More than a century after they were stolen from the San Luis Obispo area by a grave robber, a collection of Native American bones was reburied Friday in their homeland.
The Salinan Tribe of Monterey and San Luis Obispo counties said repatriating seven Native American skulls and several jawbones from a museum in England and reinterring them at an undisclosed Central Coast location was an unprecedented move.
This process has never been accomplished by any tribe, let alone a non-federally recognized tribe, said tribe spokesman Chris Molina. Because of all the laws and procedures necessary, this became a government-to-government exchange between the Salinans and the UK, necessitating sensitive and timely treatment.
The details of the bones odyssey are sketchy. They were scavenged from the San Luis Obispo area in the late 1800s by a man named R.W. Summers who sold them, Molina said.
Eventually, they wound up at the University of Birmingham in England, where they were on display at a medical museum. A year ago, the tribe got word that the bones were available for repatriation.
In cooperation with June Jones of Birmingham University, Sen. Dianne Feinstein, federal customs officials and the Chumash Tribe, the Salinans were able to get permission to bring the remains to the United States.
On Wednesday, the Salinans received the bones from Jones at Los Angeles International Airport. They were brought to San Luis Obispo, where an anthropologist at the county Sheriff-Coroners Office positively identified them as Native American, Molina said.
It is unknown whether the remains are Chumash or Salinan, the two tribes that lived in what is now San Luis Obispo County. A DNA test could determine this, but the tribe did not want to go to the expense, Molina said.

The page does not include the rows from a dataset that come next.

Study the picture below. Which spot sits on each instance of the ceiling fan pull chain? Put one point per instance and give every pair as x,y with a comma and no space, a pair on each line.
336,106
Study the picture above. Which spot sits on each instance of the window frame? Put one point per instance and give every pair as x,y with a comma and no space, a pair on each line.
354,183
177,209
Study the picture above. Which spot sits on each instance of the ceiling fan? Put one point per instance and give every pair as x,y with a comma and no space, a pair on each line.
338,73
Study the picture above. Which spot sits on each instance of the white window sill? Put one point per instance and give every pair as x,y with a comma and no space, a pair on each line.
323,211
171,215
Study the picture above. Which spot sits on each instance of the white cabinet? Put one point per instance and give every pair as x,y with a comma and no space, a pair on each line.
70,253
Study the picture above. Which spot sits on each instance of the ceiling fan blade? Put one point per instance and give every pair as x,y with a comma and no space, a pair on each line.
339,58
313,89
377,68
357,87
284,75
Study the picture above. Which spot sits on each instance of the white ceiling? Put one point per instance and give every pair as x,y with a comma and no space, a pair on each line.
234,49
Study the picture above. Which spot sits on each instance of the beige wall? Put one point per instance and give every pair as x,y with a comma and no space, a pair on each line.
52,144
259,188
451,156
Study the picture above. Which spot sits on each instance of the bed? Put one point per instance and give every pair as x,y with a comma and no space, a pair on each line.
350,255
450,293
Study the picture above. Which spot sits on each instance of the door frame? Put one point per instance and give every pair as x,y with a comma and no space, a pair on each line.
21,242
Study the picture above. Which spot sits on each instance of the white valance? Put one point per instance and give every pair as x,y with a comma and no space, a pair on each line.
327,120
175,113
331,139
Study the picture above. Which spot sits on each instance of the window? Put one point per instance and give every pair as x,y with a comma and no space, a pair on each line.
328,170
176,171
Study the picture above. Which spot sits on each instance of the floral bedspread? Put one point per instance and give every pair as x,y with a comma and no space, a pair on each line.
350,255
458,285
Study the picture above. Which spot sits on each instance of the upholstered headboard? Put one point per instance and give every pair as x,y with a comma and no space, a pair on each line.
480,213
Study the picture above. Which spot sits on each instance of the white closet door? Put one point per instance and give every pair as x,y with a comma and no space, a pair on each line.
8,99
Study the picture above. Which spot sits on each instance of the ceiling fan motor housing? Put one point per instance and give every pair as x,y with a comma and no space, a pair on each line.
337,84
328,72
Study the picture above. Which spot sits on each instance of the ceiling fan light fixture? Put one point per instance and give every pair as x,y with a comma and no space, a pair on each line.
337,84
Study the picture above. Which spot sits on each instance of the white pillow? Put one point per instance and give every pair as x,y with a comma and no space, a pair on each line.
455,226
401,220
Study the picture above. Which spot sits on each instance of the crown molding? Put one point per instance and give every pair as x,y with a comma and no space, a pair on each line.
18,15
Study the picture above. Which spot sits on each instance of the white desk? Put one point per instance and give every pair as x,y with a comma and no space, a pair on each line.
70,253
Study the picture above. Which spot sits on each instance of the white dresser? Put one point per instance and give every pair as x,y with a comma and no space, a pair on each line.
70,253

The remains were returned to their native soil Friday in a solemn ceremony. The Salinans hope that other tribes will be able to use their experience as an example of how stolen remains can be returned.
The process brought the Salinans back full circle as the only interested tribe willing to maneuver through all the red tape within the federal, state and local governments necessary to have human remains shipped back to the United States, Molina said.